# Out of town fisher



## Backwater (Dec 14, 2014)

Put the boat in the water and start fishing. It's a fishy place. You've fished enough, I'm sure, to recognize what areas can cover to fish. Go fish them, you'll do ok. Best bet is to fish during the week if you can and avoid the weekends. Early morning and late afternoons are best.


----------



## Guest (Jun 11, 2018)

Can read thru http://fishinfranks.com/ or just boat around Pine Island out to gulf beaches of Sanibel, the Captivas, Cayo Costa & Boca Grande for catch & release snook fishin on the beach !


----------



## EdK13 (Oct 3, 2013)

trailblazerEXT said:


> Can read thru http://fishinfranks.com/ or just boat around Pine Island out to gulf beaches of Sanibel, the Captivas, Cayo Costa & Boca Grande for catch & release snook fishin on the beach !
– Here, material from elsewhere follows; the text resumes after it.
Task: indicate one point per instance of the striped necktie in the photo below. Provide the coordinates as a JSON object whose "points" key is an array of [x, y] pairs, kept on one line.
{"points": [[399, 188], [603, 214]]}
Frank is a good dude. Sold me good lures in 89'. Old Bagelys and A's.


----------



## Guest (Jun 11, 2018)

The website covers most of Charlotte Harbor & the gulf islands including boat ramps, piers & what's the catch. Not much fly fishing, but there probably still are tarpon to jump off beaches on the weekend's full moon.


----------